The Year Without Genealogy, Part III

Just when you thought it was safe to venture out and that libraries might be opening up for more than answers to easy questions, Zap! Key genealogy states become cautious again. Utah included–

Instead of fussing about what we don’t have let’s consider some of the information that we do. From Amazon last year, I ordered a copy of Lord Dunmore’s Little War of 1774, His Captains and Their Men Who Opened up Kentucky and the West to American Settlement. Written by Warren Skidmore with Donna Kaminsky and published by Heritage Books, Inc. in 2002, a critical resource for the early take over of western Virginia–the lands that became Kentucky and over the Ohio River, future states of  Ohio, Indiana, Illinois, and Michigan.

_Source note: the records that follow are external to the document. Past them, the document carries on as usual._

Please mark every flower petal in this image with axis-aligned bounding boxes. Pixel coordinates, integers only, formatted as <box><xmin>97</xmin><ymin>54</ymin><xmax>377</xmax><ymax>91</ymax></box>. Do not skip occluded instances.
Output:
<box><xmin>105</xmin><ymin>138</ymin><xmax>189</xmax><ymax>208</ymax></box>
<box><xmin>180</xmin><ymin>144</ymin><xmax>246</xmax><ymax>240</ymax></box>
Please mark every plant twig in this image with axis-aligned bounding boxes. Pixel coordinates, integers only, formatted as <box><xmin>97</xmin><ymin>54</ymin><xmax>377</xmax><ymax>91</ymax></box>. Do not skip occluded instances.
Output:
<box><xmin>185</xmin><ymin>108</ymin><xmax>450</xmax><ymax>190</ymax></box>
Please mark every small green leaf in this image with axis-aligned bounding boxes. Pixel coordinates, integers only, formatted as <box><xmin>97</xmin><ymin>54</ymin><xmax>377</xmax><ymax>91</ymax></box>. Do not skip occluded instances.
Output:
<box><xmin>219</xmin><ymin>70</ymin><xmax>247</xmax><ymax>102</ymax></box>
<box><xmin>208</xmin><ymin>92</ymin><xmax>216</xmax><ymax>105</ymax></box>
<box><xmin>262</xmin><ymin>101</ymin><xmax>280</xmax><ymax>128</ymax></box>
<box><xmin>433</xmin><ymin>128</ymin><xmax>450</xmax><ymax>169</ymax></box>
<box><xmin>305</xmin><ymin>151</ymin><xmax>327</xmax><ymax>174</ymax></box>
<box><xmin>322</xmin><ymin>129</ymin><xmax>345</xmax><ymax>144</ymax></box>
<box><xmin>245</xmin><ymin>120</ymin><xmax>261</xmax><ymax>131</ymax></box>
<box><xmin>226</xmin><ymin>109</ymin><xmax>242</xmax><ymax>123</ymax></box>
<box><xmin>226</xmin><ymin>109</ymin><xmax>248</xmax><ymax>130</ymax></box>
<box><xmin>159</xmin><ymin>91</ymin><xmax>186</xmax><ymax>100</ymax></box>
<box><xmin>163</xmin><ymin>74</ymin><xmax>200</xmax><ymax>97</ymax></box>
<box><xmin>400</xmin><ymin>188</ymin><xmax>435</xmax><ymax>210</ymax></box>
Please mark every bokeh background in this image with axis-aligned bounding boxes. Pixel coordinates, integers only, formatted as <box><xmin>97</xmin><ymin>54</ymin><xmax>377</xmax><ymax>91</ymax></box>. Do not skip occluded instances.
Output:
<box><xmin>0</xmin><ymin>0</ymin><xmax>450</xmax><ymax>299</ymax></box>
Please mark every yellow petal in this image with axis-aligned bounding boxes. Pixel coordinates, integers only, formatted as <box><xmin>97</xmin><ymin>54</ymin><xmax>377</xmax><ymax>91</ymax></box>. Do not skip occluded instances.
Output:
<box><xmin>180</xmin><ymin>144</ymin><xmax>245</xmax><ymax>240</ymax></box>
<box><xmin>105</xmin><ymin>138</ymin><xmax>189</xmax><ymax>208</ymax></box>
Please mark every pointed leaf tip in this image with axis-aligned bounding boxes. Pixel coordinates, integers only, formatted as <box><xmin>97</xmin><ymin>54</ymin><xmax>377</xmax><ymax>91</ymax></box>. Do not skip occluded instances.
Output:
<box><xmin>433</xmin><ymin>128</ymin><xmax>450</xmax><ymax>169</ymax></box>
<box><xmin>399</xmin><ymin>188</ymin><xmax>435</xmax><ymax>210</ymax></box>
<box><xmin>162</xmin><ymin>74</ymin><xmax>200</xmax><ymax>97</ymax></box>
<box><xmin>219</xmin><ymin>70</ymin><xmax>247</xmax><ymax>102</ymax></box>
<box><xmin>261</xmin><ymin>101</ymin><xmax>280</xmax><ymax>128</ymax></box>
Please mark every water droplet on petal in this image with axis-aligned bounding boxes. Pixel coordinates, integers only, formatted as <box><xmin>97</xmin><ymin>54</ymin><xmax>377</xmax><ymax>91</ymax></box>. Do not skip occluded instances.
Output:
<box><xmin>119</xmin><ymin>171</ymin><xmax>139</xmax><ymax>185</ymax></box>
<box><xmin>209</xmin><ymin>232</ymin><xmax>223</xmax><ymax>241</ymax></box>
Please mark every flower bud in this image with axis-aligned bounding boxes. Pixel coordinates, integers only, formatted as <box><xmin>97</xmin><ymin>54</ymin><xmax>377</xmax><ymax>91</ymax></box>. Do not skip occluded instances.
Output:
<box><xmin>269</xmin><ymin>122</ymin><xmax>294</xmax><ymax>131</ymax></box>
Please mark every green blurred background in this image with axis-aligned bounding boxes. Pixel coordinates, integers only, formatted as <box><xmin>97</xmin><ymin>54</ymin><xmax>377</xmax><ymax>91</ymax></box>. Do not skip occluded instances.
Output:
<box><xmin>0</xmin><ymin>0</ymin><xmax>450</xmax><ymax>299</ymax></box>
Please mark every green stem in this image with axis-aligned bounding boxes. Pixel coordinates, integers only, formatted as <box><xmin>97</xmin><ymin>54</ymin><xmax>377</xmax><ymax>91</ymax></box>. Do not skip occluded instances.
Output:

For almost every early American ancestor, genealogists will benefit by reading about the “little” war at Point Pleasant and studying carefully the lists of men who served on the ground in that fracas. Over 40,000 men are named with intriguing personal details about many of them. From western Pennsylvania, from the Great Valley of Virginia, from Southside Virginia, and from what became, much later, West Virginia, these men are listed. Public Service Claims , militia rolls, casualty lists, and pensions granted are also included.

You see, the real genealogy significance of this work lies in its documentation of men participating in a strategic military event from counties whose records have been lost or missing over the many years from then until now! Real sources that help to make-up for record loss preventing you from claiming your own ancestors. You have a name of a person with a possible birth date and even a place, but no connecting information to your family.

Lord Dunmore’s Little War  not only opened the way for settlement in Kentucky and parts west, it opens the way for actual search and discovery for your ancestry–places of residence, and rescue, and origin. The documents are described. Those that have appeared in print are stated with bibliographic details. What the printed volumes do not include is also indicated.

What is left for you to do is locate these resources online or through inter-library loan, or by purchase for those available in re-print or even mint-condition copies of the original printings. 202 does not have to be “the Year without Genealogy for you!” Your favorite Kentucky genealogist, Arlene Eakle  http://arleneeakle.com

PS Finding alert: Most libraries catalogue this volume under Kentucky, not Virginia.